Is there any way you can make your Husband a better husband?

Can you please start by explaining why you call him a lousy husband.


----------



## alterations (Jul 9, 2013)

im_tam said:


> If divorce is not a possibility.
> Is there any way you can make your Husband a better husband?
> 
> Can you please start by explaining why you call him a lousy husband.


He had an affair. He also fell into a dark depression after I suffered a miscarriage and was not there for me for a year and a half. That's just the tip of the iceberg. I'm a college educated, intelligent woman and I know I deserve better. But a huge part of me believes that even though he sucks, I still am able to be with my girls on a full-time basis.
_Posted via Mobile Device_


----------



## zappy (Jun 7, 2013)

Alterations - I can't believe you are taking your marriage vows so lighly and don't have a problem in getting divorce.

Unbelievable, I am astonished to look at your post.


----------



## alterations (Jul 9, 2013)

zappy said:


> Alterations - I can't believe you are taking your marriage vows so lighly and don't have a problem in getting divorce.
> 
> Unbelievable, I am astonished to look at your post.

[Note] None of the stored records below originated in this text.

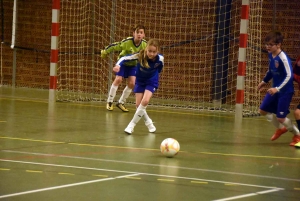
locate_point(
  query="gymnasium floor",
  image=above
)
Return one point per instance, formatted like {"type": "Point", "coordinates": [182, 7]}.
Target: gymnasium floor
{"type": "Point", "coordinates": [78, 151]}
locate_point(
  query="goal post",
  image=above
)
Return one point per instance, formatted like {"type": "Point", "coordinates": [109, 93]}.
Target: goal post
{"type": "Point", "coordinates": [202, 59]}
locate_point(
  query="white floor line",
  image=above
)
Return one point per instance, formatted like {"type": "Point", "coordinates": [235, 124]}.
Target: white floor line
{"type": "Point", "coordinates": [140, 173]}
{"type": "Point", "coordinates": [64, 186]}
{"type": "Point", "coordinates": [249, 195]}
{"type": "Point", "coordinates": [130, 174]}
{"type": "Point", "coordinates": [155, 165]}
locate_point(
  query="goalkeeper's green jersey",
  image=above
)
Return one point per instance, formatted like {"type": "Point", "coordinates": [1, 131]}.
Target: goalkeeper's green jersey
{"type": "Point", "coordinates": [125, 47]}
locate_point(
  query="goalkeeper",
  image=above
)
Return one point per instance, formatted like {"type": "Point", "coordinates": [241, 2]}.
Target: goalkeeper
{"type": "Point", "coordinates": [127, 46]}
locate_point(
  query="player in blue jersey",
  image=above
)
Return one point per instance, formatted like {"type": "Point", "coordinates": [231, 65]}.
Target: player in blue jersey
{"type": "Point", "coordinates": [279, 96]}
{"type": "Point", "coordinates": [296, 70]}
{"type": "Point", "coordinates": [150, 64]}
{"type": "Point", "coordinates": [127, 46]}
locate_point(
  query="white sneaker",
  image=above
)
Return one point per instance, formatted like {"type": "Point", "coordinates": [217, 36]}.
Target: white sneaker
{"type": "Point", "coordinates": [129, 128]}
{"type": "Point", "coordinates": [150, 126]}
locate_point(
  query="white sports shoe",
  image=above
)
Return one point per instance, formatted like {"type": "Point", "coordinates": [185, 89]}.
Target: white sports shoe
{"type": "Point", "coordinates": [150, 126]}
{"type": "Point", "coordinates": [129, 128]}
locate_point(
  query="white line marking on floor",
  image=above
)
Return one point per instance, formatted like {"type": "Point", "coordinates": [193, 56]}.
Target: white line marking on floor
{"type": "Point", "coordinates": [140, 173]}
{"type": "Point", "coordinates": [65, 186]}
{"type": "Point", "coordinates": [249, 195]}
{"type": "Point", "coordinates": [155, 165]}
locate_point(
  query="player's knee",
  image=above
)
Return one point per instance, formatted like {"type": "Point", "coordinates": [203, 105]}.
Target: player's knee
{"type": "Point", "coordinates": [297, 114]}
{"type": "Point", "coordinates": [280, 120]}
{"type": "Point", "coordinates": [145, 102]}
{"type": "Point", "coordinates": [117, 81]}
{"type": "Point", "coordinates": [130, 85]}
{"type": "Point", "coordinates": [262, 112]}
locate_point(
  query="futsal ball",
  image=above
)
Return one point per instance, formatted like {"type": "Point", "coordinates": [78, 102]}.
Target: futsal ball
{"type": "Point", "coordinates": [169, 147]}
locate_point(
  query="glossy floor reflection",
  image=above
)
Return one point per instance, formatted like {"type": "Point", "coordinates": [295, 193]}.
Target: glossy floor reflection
{"type": "Point", "coordinates": [79, 151]}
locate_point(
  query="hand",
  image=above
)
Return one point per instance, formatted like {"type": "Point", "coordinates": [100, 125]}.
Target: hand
{"type": "Point", "coordinates": [103, 54]}
{"type": "Point", "coordinates": [116, 68]}
{"type": "Point", "coordinates": [261, 85]}
{"type": "Point", "coordinates": [272, 91]}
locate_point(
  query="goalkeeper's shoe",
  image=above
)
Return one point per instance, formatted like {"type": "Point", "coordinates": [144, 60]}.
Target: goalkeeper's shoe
{"type": "Point", "coordinates": [122, 107]}
{"type": "Point", "coordinates": [129, 128]}
{"type": "Point", "coordinates": [278, 133]}
{"type": "Point", "coordinates": [295, 140]}
{"type": "Point", "coordinates": [150, 126]}
{"type": "Point", "coordinates": [109, 106]}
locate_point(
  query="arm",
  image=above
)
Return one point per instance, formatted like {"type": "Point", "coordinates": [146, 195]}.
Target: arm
{"type": "Point", "coordinates": [124, 59]}
{"type": "Point", "coordinates": [116, 46]}
{"type": "Point", "coordinates": [161, 58]}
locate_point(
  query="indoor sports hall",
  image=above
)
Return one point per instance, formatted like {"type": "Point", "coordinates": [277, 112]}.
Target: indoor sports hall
{"type": "Point", "coordinates": [59, 142]}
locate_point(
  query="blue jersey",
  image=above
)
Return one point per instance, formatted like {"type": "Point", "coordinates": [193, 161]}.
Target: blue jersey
{"type": "Point", "coordinates": [146, 75]}
{"type": "Point", "coordinates": [281, 71]}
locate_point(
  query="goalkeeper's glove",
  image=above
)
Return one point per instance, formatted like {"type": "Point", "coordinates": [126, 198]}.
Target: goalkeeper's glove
{"type": "Point", "coordinates": [103, 54]}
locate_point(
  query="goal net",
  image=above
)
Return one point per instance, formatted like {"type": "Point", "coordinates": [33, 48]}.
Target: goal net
{"type": "Point", "coordinates": [200, 43]}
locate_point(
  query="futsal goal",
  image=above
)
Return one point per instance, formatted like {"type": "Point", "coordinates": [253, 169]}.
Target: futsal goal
{"type": "Point", "coordinates": [200, 42]}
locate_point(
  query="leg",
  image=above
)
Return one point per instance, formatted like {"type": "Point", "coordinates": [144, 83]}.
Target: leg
{"type": "Point", "coordinates": [267, 108]}
{"type": "Point", "coordinates": [282, 112]}
{"type": "Point", "coordinates": [138, 114]}
{"type": "Point", "coordinates": [112, 92]}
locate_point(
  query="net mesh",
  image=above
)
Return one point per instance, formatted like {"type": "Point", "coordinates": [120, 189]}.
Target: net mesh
{"type": "Point", "coordinates": [201, 54]}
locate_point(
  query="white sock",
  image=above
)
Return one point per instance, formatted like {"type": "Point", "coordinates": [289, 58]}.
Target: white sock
{"type": "Point", "coordinates": [140, 111]}
{"type": "Point", "coordinates": [125, 95]}
{"type": "Point", "coordinates": [274, 121]}
{"type": "Point", "coordinates": [146, 117]}
{"type": "Point", "coordinates": [112, 93]}
{"type": "Point", "coordinates": [290, 126]}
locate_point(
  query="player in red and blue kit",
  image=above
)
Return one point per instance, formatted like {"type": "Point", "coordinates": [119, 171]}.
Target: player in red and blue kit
{"type": "Point", "coordinates": [279, 96]}
{"type": "Point", "coordinates": [149, 66]}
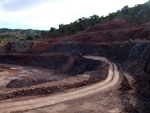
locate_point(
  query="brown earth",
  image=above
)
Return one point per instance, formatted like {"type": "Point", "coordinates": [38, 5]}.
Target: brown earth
{"type": "Point", "coordinates": [64, 57]}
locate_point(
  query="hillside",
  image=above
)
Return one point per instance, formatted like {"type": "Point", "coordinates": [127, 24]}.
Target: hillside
{"type": "Point", "coordinates": [130, 14]}
{"type": "Point", "coordinates": [17, 33]}
{"type": "Point", "coordinates": [109, 60]}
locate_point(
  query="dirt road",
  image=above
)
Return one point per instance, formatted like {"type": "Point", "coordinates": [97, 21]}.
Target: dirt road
{"type": "Point", "coordinates": [110, 81]}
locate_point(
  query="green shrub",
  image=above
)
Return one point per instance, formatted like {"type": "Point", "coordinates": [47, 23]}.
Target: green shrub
{"type": "Point", "coordinates": [22, 39]}
{"type": "Point", "coordinates": [29, 38]}
{"type": "Point", "coordinates": [130, 40]}
{"type": "Point", "coordinates": [0, 40]}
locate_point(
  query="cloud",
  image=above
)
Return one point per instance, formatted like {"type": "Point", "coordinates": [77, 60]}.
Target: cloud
{"type": "Point", "coordinates": [19, 5]}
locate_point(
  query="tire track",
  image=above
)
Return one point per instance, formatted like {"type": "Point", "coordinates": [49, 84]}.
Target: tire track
{"type": "Point", "coordinates": [110, 81]}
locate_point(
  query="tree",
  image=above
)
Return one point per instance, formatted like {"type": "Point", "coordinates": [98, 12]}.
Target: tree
{"type": "Point", "coordinates": [0, 40]}
{"type": "Point", "coordinates": [52, 29]}
{"type": "Point", "coordinates": [29, 38]}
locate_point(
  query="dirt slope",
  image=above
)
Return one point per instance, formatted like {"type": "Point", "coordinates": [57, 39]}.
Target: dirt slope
{"type": "Point", "coordinates": [112, 79]}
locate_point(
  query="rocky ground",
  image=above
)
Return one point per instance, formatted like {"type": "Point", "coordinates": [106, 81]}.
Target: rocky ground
{"type": "Point", "coordinates": [126, 44]}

Where did I ever say I was taking my vows lightly? I have been enduring this marriage because of my vows.
_Posted via Mobile Device_


----------



## tulsy (Nov 30, 2012)

zappy said:


> Alterations - I can't believe you are taking your marriage vows so lighly and don't have a problem in getting divorce.
> 
> Unbelievable, I am astonished to look at your post.


WTF?

I read her 3 posts....I don't understand your statement.


----------



## zappy (Jun 7, 2013)

You said you had a college degree and you can find somebody better than him.

Also - He is your husband, if he was in Depression you should have taken care of him to bring him out of this rather than complaining about it, Depression is not by choice.

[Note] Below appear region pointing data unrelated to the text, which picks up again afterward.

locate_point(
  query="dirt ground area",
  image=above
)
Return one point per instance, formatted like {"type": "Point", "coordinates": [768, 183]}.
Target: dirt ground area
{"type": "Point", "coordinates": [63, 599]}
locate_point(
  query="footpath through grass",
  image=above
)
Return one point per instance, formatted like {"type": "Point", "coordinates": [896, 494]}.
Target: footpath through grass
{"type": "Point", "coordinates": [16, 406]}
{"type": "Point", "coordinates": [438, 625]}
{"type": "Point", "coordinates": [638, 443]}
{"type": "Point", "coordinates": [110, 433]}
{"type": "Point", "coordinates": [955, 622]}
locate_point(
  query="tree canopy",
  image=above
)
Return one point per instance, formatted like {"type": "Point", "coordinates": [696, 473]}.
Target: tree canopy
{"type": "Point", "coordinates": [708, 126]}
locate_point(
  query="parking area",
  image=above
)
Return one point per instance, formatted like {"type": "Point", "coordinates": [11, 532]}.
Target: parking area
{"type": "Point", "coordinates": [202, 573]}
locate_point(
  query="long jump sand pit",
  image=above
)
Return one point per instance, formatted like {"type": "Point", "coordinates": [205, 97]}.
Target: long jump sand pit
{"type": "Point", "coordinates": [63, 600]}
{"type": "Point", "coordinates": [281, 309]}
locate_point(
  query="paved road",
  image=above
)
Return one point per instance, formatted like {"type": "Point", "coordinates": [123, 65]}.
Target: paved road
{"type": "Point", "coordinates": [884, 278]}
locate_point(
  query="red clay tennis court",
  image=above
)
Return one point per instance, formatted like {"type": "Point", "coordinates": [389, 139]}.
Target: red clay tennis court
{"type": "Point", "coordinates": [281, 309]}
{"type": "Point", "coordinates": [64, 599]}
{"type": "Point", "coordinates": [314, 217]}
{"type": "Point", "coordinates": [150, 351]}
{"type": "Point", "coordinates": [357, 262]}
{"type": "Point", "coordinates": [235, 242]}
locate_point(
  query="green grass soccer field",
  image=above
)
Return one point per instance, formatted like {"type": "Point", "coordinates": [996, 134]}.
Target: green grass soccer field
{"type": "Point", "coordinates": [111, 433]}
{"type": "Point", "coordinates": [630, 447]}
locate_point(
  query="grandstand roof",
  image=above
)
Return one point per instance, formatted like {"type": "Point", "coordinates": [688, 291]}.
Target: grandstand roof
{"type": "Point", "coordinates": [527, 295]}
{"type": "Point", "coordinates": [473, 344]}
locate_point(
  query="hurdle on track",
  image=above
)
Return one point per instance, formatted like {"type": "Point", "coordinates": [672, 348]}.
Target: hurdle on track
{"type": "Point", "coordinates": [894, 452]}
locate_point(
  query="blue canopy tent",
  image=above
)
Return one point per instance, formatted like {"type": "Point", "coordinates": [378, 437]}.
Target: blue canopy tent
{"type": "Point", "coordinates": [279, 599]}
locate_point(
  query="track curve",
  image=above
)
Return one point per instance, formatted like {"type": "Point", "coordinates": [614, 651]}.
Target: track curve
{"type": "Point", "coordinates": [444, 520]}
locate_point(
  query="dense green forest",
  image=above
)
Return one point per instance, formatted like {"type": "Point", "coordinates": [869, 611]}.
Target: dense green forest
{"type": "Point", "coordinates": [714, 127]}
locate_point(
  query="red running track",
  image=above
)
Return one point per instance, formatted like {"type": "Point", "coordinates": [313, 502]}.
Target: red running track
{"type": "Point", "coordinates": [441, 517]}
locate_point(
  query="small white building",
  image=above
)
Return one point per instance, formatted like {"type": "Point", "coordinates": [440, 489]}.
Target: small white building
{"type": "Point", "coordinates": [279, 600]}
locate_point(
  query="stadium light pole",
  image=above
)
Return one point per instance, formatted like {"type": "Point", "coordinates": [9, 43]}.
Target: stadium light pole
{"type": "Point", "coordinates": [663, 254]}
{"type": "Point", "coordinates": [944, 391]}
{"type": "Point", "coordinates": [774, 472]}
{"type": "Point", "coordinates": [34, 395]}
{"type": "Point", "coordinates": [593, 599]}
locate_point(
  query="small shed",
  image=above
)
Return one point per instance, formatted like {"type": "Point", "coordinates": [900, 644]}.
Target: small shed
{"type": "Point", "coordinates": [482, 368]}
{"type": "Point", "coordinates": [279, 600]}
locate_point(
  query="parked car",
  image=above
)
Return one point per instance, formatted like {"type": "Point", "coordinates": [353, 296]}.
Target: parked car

My intent to ask you - why would you even consider Divorce if you think this marriage can be saved if you put in all the efforts.


----------



## zappy (Jun 7, 2013)

tulsy said:


> WTF?
> 
> I read her 3 posts....I don't understand your statement.

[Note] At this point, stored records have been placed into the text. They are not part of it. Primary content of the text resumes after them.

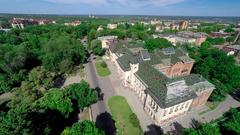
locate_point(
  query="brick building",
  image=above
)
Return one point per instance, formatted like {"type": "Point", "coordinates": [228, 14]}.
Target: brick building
{"type": "Point", "coordinates": [161, 79]}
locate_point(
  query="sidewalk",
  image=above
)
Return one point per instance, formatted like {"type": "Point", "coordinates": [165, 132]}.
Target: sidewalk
{"type": "Point", "coordinates": [184, 121]}
{"type": "Point", "coordinates": [130, 96]}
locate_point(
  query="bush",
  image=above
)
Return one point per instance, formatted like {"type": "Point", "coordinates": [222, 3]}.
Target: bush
{"type": "Point", "coordinates": [103, 64]}
{"type": "Point", "coordinates": [134, 120]}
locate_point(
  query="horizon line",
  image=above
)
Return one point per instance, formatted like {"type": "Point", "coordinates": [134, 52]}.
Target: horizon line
{"type": "Point", "coordinates": [115, 15]}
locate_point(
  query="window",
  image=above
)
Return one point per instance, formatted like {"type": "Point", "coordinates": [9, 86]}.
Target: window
{"type": "Point", "coordinates": [164, 113]}
{"type": "Point", "coordinates": [186, 106]}
{"type": "Point", "coordinates": [176, 109]}
{"type": "Point", "coordinates": [171, 110]}
{"type": "Point", "coordinates": [182, 106]}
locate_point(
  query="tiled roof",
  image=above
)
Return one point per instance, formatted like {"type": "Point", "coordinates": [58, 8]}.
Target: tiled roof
{"type": "Point", "coordinates": [155, 80]}
{"type": "Point", "coordinates": [156, 83]}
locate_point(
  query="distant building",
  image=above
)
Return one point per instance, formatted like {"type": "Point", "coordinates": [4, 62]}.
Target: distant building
{"type": "Point", "coordinates": [175, 26]}
{"type": "Point", "coordinates": [112, 26]}
{"type": "Point", "coordinates": [184, 25]}
{"type": "Point", "coordinates": [108, 41]}
{"type": "Point", "coordinates": [20, 23]}
{"type": "Point", "coordinates": [100, 28]}
{"type": "Point", "coordinates": [184, 37]}
{"type": "Point", "coordinates": [199, 37]}
{"type": "Point", "coordinates": [44, 21]}
{"type": "Point", "coordinates": [144, 23]}
{"type": "Point", "coordinates": [220, 34]}
{"type": "Point", "coordinates": [74, 23]}
{"type": "Point", "coordinates": [232, 49]}
{"type": "Point", "coordinates": [161, 80]}
{"type": "Point", "coordinates": [155, 22]}
{"type": "Point", "coordinates": [159, 28]}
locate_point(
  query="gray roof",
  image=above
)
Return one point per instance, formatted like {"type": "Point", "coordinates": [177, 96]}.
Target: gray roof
{"type": "Point", "coordinates": [155, 80]}
{"type": "Point", "coordinates": [236, 47]}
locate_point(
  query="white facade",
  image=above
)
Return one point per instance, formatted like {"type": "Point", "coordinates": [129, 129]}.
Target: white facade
{"type": "Point", "coordinates": [131, 80]}
{"type": "Point", "coordinates": [112, 26]}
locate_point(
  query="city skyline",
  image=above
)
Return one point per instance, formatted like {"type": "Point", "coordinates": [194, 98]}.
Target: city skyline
{"type": "Point", "coordinates": [124, 7]}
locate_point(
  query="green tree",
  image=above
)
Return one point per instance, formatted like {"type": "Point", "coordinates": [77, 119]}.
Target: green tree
{"type": "Point", "coordinates": [96, 47]}
{"type": "Point", "coordinates": [83, 128]}
{"type": "Point", "coordinates": [152, 44]}
{"type": "Point", "coordinates": [57, 99]}
{"type": "Point", "coordinates": [202, 129]}
{"type": "Point", "coordinates": [41, 77]}
{"type": "Point", "coordinates": [229, 30]}
{"type": "Point", "coordinates": [233, 121]}
{"type": "Point", "coordinates": [83, 94]}
{"type": "Point", "coordinates": [15, 122]}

What is the meaning of Tulsy, your alias?


----------



## lifeistooshort (Mar 17, 2013)

Yeah, he had an affair but it's all her fault for not catering to him. I wonder if you'd be so forgiving of the affair was hers and HE was contemplating getting out? Apparently she's the only one required to stand by her vows, how convenient for him.
_Posted via Mobile Device_


----------



## alterations (Jul 9, 2013)

lifeistooshort said:


> Yeah, he had an affair but it's all her fault for not catering to him. I wonder if you'd be so forgiving of the affair was hers and HE was contemplating getting out? Apparently she's the only one required to stand by her vows, how convenient for him.
> _Posted via Mobile Device_


I won't even justify that judgmental post with a response. But yes, I was there for him during his Depression. If anyone else has any intelligent, productive feedback about my situation, I'd love to hear it. Thank you.
_Posted via Mobile Device_


----------



## lifeistooshort (Mar 17, 2013)

alterations said:


> I won't even justify that judgmental post with a response. But yes, I was there for him during his Depression. If anyone else has any intelligent, productive feedback about my situation, I'd love to hear it. Thank you.
> _Posted via Mobile Device_



What judgment? I was responding to the other post that chastised you for even considering divorce and accused you of not being there for his depression. I thought the comment was unfair to you. What advice do you want? I divorced my ex because I didn't want my kid growing up in that environment. You have two choices as I see it: accept who he is and learn to live with it or make plans to leave. You could ask him for counseling and see if he's receptive, but that's about it. I'll bow out now.
_Posted via Mobile Device_


----------



## alterations (Jul 9, 2013)

Lifeistooshort, my previous response was in no way directed towards you. I apologize if I was not clear on that. Thank you for your feedback. We did the counseling route. Intensive counseling at that. Didnt help much. Let me ask you, how do did you reconcile becoming a part-time parent? Just honestly think I would collapse on the days/nights they weren't with me.
_Posted via Mobile Device_


----------



## lifeistooshort (Mar 17, 2013)

alterations said:


> Lifeistooshort, my previous response was in no way directed towards you. I apologize if I was not clear on that. Thank you for your feedback. We did the counseling route. Intensive counseling at that. Didnt help much. Let me ask you, how do did you reconcile becoming a part-time parent? Just honestly think I would collapse on the days/nights they weren't with me.
> _Posted via Mobile Device_


Oh ok, no worries It's not as bad as you think, my kids look forward to seeing their dad and I use the time to do things I like to do. It's good to have your own interests since your kids will get older and have their own lives. Plus, now that my kids are pushing their teens they find my hobbies to be very interesting and they ask about what I did while they were with dad. Even their father is a better father now that he can't dump them on me, and they have benefited greatly from living in a peaceful house with me and visiting a peaceful house with their father.
_Posted via Mobile Device_


----------



## northernlights (Sep 23, 2012)

Altercations, I love TAM but it's absolutely full of misogyny. It's disgusting and depressing, but there _is_ so much good here too.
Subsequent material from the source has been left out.